Parasites utilize hosts in many different ways. In this lesson, we’ll look at two different kinds of hosts, definitive and intermediate, and how they support different stages of the parasite life cycle.
What Is a Parasite?
You’ve likely heard of parasites because these are organisms that live on or in another organism, called a host. Most parasites cause trouble for their hosts because they cause disease or some other form of damage, so we try to stay away from them if at all possible! Not all parasites are the same though. Some of them have to live with their host for their entire lives, while some only live with their host for certain life stages, such as fertilization, sexual reproduction, or growth.
For this lesson, we’re going to look at two specific types of hosts called definitive and intermediate.
For an organism to be considered a definitive host, the parasite needs to sexually reproduce while living on or in that host. Tapeworms are parasites that use a definitive host as a place to reach maturity and reproduce sexually. Tapeworms don’t spend their entire lives in one host, though. They will be laid as eggs in the grass, something like a sheep will eat that grass and become infected, and then perhaps something like a wolf will eat the sheep and also become infected. What a journey for those little tapeworms!You can think of a definitive host as the ”final” host for the parasite.
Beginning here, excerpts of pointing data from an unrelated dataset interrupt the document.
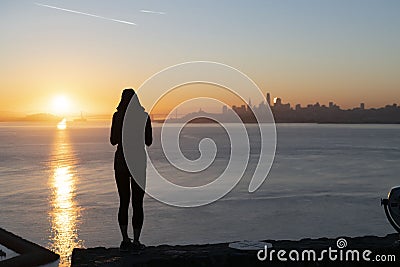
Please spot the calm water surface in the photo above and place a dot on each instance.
(57, 187)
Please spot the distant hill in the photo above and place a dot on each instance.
(41, 117)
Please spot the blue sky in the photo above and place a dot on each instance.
(304, 51)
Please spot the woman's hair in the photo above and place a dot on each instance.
(126, 97)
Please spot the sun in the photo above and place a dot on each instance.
(60, 105)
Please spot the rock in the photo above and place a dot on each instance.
(222, 255)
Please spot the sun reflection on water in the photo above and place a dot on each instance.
(64, 211)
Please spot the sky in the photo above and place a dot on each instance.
(344, 51)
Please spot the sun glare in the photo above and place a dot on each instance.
(62, 125)
(61, 105)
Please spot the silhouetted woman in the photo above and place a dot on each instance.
(123, 177)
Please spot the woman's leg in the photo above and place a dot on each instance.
(123, 181)
(138, 214)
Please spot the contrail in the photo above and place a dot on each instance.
(152, 12)
(87, 14)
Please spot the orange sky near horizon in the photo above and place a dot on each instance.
(303, 52)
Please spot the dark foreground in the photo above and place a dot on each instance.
(222, 255)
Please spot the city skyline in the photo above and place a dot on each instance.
(304, 51)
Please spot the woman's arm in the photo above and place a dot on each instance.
(148, 133)
(114, 131)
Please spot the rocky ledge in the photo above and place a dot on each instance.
(223, 255)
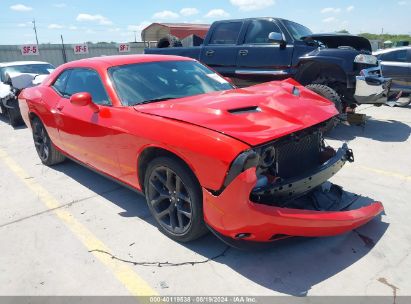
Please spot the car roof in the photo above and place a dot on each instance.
(14, 63)
(391, 50)
(117, 60)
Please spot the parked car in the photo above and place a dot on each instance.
(258, 50)
(390, 82)
(15, 76)
(396, 64)
(250, 164)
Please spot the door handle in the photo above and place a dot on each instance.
(210, 53)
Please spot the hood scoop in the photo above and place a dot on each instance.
(245, 110)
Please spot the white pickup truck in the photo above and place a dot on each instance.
(15, 76)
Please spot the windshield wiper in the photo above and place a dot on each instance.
(155, 100)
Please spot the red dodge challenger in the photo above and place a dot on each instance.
(249, 164)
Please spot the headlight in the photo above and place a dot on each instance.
(367, 59)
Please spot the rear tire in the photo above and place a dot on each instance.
(175, 199)
(331, 95)
(46, 151)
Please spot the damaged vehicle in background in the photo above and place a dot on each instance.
(390, 82)
(15, 76)
(257, 50)
(250, 164)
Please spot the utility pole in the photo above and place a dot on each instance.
(63, 49)
(35, 31)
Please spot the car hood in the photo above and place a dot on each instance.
(254, 115)
(337, 40)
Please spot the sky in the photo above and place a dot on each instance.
(89, 20)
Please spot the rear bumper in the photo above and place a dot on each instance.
(232, 214)
(371, 87)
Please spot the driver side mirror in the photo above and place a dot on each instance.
(277, 38)
(84, 99)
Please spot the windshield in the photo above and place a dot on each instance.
(155, 81)
(297, 30)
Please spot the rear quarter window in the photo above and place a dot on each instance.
(226, 33)
(396, 56)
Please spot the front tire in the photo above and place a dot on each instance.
(14, 116)
(328, 93)
(175, 199)
(46, 151)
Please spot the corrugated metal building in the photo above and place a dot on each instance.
(156, 31)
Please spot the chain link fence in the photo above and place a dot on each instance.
(58, 54)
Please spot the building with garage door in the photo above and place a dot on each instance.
(156, 31)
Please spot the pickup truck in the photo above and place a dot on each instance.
(255, 50)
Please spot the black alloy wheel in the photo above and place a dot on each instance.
(174, 198)
(170, 200)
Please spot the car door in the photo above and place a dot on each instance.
(221, 48)
(396, 65)
(259, 59)
(85, 134)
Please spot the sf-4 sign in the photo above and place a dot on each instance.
(29, 50)
(124, 47)
(80, 49)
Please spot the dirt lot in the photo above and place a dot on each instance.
(60, 228)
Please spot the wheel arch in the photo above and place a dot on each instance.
(148, 153)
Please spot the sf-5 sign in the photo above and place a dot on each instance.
(124, 48)
(80, 49)
(29, 50)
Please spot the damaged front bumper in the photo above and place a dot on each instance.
(373, 88)
(315, 208)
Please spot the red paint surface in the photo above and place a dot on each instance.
(200, 131)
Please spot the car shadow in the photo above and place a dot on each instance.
(379, 130)
(292, 266)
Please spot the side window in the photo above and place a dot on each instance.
(2, 76)
(226, 33)
(258, 31)
(60, 83)
(84, 80)
(398, 56)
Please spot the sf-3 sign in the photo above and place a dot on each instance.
(29, 50)
(80, 49)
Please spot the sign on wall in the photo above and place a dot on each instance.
(29, 50)
(80, 49)
(124, 47)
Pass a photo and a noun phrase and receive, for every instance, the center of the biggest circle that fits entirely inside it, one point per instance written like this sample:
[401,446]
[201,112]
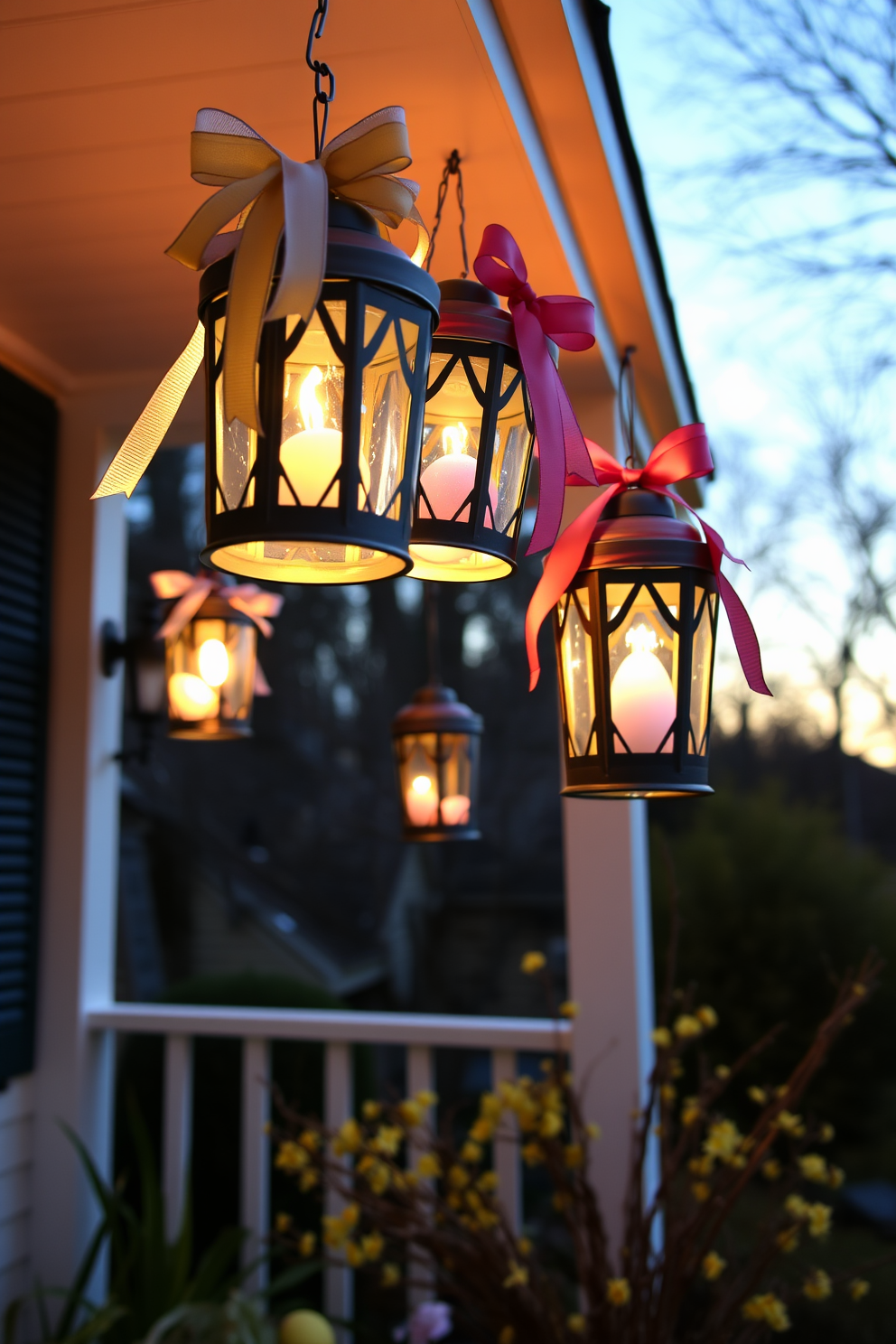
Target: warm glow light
[214,663]
[191,698]
[642,699]
[313,456]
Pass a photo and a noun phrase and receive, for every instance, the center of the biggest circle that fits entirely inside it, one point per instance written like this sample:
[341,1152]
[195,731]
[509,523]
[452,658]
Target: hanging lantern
[316,336]
[437,754]
[634,594]
[211,668]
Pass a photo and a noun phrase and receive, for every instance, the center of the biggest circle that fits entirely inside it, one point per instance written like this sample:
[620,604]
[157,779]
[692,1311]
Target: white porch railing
[338,1031]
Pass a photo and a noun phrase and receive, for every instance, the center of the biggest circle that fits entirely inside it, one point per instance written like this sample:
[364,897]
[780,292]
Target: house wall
[16,1154]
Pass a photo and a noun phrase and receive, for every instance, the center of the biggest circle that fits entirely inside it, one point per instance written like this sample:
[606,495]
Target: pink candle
[642,698]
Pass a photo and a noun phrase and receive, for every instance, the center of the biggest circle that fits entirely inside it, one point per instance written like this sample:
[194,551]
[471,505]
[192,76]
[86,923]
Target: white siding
[16,1144]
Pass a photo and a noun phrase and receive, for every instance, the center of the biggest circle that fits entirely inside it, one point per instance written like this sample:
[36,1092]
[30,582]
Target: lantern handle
[626,383]
[452,170]
[322,71]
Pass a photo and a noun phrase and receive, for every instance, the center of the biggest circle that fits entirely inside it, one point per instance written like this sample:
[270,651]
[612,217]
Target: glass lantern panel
[236,446]
[705,611]
[644,668]
[385,415]
[512,449]
[311,453]
[578,672]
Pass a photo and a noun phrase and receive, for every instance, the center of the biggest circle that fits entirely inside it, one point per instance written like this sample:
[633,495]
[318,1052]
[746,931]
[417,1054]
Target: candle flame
[641,639]
[309,407]
[454,440]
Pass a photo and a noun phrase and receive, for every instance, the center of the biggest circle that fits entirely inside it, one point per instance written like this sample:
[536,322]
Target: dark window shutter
[27,471]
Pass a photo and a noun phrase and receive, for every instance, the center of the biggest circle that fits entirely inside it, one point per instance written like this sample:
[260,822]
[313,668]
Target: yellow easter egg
[305,1328]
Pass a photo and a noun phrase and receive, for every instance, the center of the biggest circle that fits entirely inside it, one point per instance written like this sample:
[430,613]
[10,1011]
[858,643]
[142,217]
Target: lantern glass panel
[642,645]
[211,674]
[705,616]
[510,462]
[236,446]
[576,671]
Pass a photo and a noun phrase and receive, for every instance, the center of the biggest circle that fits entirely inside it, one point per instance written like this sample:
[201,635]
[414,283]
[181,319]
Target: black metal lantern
[210,672]
[437,756]
[636,635]
[477,443]
[324,493]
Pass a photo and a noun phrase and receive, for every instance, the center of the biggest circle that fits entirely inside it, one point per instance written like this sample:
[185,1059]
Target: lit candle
[449,480]
[191,698]
[421,801]
[642,698]
[313,456]
[455,809]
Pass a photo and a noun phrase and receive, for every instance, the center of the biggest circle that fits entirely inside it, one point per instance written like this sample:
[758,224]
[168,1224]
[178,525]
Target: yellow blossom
[350,1139]
[518,1275]
[813,1167]
[817,1286]
[714,1266]
[290,1157]
[819,1219]
[532,963]
[766,1307]
[723,1140]
[618,1292]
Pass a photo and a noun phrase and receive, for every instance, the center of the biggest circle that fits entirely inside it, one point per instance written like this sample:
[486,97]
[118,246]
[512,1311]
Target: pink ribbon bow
[680,456]
[570,322]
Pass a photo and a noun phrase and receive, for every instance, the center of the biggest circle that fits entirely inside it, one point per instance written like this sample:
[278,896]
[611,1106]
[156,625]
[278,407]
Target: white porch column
[607,889]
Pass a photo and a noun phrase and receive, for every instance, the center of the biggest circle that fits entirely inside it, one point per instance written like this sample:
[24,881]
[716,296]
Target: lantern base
[306,562]
[457,565]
When you grow up and reach maturity, you will likely settle down in a house and maybe even raise a family.
Before then you may have bounced around for a while, moving from one apartment to another, but once you settle in this ”final” place, you set up shop for good. Another example of a definitive host is the mosquito, which is where the parasite that causes malaria will reproduce sexually to create the next generation of that parasite.
Now, if that host instead supports a developmental stage of a parasite’s life, then we call it an intermediate host. This type of host serves as a vector for the intermediate stage of the parasite. You can think of the intermediate host like the UPS delivery person who cares for the package along the way, either passing it on to another delivery driver or leaving it at its final destination, the definitive host.Let’s revisit the tapeworm’s journey again. Remember how it started off in the grass as an egg, was eaten by a sheep, and then eaten by a wolf? If the wolf is the definitive host where the tapeworm sexually reproduces, then the sheep serves as an intermediate host where the tapeworm has a chance to grow and develop.
The protozoan parasite Toxoplasma gondii, which causes the disease toxoplasmosis, is another example. This parasite makes use of organisms, like birds and rodents, as intermediate hosts but uses cats as their definitive host. Keep in mind that just because a host is the intermediate host doesn’t mean that the parasite doesn’t cause it harm. For example, a human who becomes infected with Toxoplasma gondii can become very sick as the disease takes hold and causes problems in the brain, skeletal muscle, and eyes.
Parasites come in all shapes, sizes, and forms, but one thing they have in common is that they live on or in another organism called a host.
If the parasite sexually reproduces while utilizing the host, we call it a definitive host.If the parasite moves around from host to host, it will also likely encounter at least one intermediate host, which serves as a vector for the parasite. Much like a package being delivered to your front door, the parasite is hosted during growth and development stages but does not reach sexual maturity in this host. It does so once the delivery truck drops it off at the door of the lucky definitive host.